Allostery in NMDA Receptors

Abstract

Ionotropic glutamate receptors, of which the N-methyl-D-aspartate receptor (NMDAR) is one subtype, play a crucial role in excitatory neurotransmission within the mammalian central nervous system. In order to fully understand the role the NMDAR plays in neurotransmission, the conformational states and transitions that the receptor undergoes must be understood. Although the structures of the various conformational states of the NMDAR are known, the conformational changes by which the NMDAR transitions from state to state are not well understood. One question concerning NMDAR dynamics that remains to be answered is that of the nature of allosteric communication between the glycine binding sites and glutamate binding sites on the various subunits of the heterotetrameric receptor. In order to understand this allosteric communication, we utilized both electrophysiology and single molecule Förster Resonance Energy Transfer (smFRET) to examine the changes in the ligand binding domain (LBD) brought about by the binding of glycine and/or glutamate.
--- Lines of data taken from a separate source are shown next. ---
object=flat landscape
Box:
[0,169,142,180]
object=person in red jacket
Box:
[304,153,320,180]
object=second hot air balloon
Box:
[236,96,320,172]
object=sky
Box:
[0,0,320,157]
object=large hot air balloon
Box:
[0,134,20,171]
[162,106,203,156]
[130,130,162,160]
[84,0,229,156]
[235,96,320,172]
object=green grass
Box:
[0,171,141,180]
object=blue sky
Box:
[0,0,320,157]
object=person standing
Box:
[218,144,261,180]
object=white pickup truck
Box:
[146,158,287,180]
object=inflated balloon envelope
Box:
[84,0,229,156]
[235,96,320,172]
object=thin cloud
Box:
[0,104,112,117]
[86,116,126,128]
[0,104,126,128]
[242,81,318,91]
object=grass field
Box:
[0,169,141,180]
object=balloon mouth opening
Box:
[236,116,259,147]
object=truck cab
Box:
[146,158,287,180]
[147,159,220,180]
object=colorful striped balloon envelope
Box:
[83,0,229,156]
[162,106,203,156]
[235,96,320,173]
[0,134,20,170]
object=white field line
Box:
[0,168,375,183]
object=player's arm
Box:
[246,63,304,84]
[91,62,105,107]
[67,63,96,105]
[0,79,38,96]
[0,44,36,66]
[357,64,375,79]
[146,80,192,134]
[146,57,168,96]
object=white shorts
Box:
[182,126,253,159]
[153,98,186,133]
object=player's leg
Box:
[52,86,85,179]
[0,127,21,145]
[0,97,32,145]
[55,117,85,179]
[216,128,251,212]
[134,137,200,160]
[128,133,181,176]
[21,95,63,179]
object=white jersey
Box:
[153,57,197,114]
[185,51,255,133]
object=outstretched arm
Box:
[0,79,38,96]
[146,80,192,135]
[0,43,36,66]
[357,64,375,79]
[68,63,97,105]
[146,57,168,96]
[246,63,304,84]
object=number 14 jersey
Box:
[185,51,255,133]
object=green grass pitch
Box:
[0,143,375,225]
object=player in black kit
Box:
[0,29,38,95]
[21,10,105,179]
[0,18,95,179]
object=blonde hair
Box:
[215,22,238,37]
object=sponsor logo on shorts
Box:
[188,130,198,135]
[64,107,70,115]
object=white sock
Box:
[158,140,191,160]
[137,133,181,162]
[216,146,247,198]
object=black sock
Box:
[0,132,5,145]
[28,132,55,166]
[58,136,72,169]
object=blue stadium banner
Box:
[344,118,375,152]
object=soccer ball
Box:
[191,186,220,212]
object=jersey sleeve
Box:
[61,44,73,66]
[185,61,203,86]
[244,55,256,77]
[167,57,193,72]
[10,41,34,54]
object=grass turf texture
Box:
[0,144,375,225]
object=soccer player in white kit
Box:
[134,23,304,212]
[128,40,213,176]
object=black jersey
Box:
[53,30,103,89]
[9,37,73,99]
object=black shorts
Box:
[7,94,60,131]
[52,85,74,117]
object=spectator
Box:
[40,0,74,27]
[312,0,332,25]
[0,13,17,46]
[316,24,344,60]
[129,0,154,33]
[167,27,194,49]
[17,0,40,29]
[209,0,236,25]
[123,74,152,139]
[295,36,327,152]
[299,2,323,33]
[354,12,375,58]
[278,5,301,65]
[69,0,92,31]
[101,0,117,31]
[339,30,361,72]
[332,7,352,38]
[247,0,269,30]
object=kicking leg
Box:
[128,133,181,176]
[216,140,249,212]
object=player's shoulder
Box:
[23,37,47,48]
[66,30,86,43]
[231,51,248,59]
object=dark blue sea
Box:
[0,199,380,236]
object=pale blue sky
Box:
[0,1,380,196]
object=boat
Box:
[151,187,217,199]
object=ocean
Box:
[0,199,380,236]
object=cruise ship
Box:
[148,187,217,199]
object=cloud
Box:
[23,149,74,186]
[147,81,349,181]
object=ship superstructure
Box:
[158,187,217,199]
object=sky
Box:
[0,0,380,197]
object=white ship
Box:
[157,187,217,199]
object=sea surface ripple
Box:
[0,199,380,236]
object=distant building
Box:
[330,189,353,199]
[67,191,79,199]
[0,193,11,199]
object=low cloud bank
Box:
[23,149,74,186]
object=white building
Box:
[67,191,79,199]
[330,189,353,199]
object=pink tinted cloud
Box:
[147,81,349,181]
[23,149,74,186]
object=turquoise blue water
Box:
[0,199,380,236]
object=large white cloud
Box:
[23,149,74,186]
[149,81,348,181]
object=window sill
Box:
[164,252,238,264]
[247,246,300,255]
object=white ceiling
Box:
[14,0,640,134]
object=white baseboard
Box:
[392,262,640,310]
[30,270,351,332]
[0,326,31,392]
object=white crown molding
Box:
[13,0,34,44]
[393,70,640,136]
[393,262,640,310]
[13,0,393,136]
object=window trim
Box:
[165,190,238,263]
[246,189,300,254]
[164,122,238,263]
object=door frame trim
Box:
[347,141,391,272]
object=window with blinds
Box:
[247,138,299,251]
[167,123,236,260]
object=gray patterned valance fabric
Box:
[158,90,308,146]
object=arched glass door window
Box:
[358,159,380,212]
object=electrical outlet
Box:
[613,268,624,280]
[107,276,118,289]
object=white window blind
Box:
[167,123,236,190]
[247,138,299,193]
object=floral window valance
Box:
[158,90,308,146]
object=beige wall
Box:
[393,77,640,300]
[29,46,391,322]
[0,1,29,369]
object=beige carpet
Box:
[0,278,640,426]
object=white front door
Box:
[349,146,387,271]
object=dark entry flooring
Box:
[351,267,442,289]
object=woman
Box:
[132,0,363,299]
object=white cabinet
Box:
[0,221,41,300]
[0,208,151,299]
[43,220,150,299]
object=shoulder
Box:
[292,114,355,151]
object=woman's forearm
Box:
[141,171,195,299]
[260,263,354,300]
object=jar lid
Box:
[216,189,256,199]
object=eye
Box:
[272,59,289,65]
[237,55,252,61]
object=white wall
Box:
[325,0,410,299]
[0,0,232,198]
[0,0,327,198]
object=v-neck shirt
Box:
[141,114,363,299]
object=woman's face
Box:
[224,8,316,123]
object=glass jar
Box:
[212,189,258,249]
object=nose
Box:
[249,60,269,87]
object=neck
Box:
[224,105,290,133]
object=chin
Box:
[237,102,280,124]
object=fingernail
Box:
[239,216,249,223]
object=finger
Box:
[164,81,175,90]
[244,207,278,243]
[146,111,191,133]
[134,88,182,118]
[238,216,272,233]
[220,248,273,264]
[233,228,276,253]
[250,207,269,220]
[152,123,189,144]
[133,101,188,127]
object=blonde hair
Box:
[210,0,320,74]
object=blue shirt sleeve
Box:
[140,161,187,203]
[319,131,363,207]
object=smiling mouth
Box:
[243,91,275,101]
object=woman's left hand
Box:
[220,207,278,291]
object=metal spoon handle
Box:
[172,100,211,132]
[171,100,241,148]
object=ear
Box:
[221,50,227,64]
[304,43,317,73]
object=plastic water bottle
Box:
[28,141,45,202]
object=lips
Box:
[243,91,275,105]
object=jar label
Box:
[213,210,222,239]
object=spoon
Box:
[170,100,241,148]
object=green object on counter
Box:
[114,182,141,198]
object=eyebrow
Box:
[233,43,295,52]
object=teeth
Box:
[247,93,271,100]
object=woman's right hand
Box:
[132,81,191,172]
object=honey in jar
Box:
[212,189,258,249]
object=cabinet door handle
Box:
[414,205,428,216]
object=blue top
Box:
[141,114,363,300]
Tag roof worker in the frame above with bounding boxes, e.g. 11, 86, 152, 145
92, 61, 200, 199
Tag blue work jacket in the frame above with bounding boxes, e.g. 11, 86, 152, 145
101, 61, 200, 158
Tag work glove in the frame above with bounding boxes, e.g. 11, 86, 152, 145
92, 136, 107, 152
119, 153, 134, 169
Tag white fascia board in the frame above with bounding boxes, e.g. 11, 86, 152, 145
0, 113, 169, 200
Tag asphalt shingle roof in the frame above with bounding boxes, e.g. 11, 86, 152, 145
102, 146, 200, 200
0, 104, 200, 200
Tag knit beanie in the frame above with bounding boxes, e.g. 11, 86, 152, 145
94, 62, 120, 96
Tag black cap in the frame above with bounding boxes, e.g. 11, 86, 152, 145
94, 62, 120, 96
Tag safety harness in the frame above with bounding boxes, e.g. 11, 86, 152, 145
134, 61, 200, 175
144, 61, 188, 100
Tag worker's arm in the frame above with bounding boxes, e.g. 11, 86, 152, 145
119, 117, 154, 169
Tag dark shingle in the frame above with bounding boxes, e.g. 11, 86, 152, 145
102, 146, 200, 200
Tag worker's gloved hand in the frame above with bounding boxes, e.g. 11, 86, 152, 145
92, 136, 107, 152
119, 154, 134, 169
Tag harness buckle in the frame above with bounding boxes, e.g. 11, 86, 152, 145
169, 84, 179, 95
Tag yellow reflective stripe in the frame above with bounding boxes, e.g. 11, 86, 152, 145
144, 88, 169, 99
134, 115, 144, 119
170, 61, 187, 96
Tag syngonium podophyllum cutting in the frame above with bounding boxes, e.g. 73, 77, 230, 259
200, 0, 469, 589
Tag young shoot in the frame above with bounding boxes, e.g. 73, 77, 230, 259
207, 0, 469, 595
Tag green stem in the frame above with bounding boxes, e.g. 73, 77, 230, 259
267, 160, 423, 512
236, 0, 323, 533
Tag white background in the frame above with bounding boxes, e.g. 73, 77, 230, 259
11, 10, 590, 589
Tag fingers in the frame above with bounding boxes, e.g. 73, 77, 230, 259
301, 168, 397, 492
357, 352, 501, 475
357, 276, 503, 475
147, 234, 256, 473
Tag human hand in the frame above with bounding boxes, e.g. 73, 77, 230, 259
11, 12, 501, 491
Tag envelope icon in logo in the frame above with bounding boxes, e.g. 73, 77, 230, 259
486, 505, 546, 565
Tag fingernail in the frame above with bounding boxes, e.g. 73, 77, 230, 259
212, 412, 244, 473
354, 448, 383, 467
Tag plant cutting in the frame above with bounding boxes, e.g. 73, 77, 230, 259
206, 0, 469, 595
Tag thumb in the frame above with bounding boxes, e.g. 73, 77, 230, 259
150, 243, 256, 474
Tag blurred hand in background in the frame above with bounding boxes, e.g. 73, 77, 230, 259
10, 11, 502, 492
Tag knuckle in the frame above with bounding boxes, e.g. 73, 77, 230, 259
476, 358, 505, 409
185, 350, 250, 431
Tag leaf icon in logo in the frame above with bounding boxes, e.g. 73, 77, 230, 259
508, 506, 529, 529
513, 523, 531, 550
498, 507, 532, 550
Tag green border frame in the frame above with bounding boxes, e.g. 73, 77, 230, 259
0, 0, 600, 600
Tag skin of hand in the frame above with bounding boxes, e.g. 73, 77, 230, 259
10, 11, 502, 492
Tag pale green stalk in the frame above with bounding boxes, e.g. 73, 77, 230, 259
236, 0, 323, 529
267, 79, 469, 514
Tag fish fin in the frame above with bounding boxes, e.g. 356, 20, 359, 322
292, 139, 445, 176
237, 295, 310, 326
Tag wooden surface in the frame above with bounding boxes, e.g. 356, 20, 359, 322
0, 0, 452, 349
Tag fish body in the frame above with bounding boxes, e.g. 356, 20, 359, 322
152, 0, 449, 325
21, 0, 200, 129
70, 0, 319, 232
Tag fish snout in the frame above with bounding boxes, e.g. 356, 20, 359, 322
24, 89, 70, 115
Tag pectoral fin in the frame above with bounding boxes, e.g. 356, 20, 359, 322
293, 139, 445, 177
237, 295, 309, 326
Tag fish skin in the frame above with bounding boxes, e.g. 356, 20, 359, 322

The electrophysiological studies showed that there is negative cooperativity between the glycine and glutamate binding sites. The smFRET studies allowed the observation of the various states that a single receptor adopts under various ligand conditions. These single molecule experiments demonstrated that the conformational dynamics of the NMDAR LBD change when the receptor is in the presence or absence of various ligands; the NMDAR exhibits altered conformational dynamics when it is bound to glycine, glutamate, both, or neither. This data illustrates a potential mechanism for the negative allosteric effects between the glycine and glutamate binding sites that was observed in the electrophysiological studies.